The company already has a reportedly 9 figure business with subscriptions for its ChatGPT Plus offering. And the third leg of the online revenue stool, Advertising, is likely not far behind, with Microsoft Bing as a partner.
A critical piece for them and competitors is Step 6, the ‘Reinforcement training and learning loops, which are based on user sourced queries into the system. These loops are the key ingredient to making LLM AI models more reliable and far more useful over time. And as we will discuss in future posts, a critical differentiator vs past major Tech waves like the PC and the Internet. Put a Pin here. We’ve barely scratched the surface of what’s possible. And a lot more to say here in future posts.
OpenAI so far is relentless in its innovations in all of the six steps, and continues to positively surprise their end customers. And it has less than 500 employees thus far in 2023. Microsoft has over 220,000.
Importantly, they’re delighting Developers, who use their software infrastructure to create new uses for the Foundation LLM AI models (Steps 3 to 6). Note how giddy this Developer is with ‘Functions’, OpenAI’s latest feature for its Foundation LLM AI MODELS. Oh, and as that article shows, they’re also passing on lower costs to developers, increasing their Flywheel loops and momentum.

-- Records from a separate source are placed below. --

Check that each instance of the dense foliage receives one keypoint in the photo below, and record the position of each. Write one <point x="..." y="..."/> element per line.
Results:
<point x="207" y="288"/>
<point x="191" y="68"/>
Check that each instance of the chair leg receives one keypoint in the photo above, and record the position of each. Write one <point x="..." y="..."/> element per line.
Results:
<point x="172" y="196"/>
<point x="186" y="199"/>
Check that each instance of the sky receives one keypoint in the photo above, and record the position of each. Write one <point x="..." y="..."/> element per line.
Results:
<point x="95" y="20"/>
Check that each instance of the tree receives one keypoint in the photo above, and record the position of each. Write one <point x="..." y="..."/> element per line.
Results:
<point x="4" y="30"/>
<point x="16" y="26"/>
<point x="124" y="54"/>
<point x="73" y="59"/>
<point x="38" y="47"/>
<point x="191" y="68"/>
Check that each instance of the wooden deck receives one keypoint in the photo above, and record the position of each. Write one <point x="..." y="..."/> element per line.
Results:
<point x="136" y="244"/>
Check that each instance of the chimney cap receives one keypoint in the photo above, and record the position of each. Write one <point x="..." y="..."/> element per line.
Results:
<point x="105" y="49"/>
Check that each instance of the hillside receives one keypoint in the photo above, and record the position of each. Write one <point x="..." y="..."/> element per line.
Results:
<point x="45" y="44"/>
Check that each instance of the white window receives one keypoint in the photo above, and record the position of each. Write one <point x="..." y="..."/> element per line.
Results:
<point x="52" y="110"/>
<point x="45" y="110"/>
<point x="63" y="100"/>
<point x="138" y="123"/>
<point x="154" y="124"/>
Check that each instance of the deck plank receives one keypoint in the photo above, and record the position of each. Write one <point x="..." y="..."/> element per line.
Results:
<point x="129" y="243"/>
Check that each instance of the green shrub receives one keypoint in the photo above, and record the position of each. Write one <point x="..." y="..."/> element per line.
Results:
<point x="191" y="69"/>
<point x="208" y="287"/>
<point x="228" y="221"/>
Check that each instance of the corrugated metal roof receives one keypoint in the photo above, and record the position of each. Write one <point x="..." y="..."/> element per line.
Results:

An important distinction also vs Amazon in 2001 is the total addressable market (TAM) is at least 10x more today with over 3 billion people online. Another reason it helps to have Microsoft help turn the Flywheel
OpenAI is well on its way to running its Flywheel hard. And it has the potential to keep them ahead of competitors like Google, Meta, and many others who are spinning their own.
Even their Partner Microsoft is hard at work building and spinning their version. Sam Altman and Satya Nadella, the two CEOs, need to keep their organizations aligned from the top down and then bottom back up.
The AI industry innovations have just begun. The Flywheels have a lot of spinning to do and there are steep challenges ahead. But OpenAI has a strong start indeed.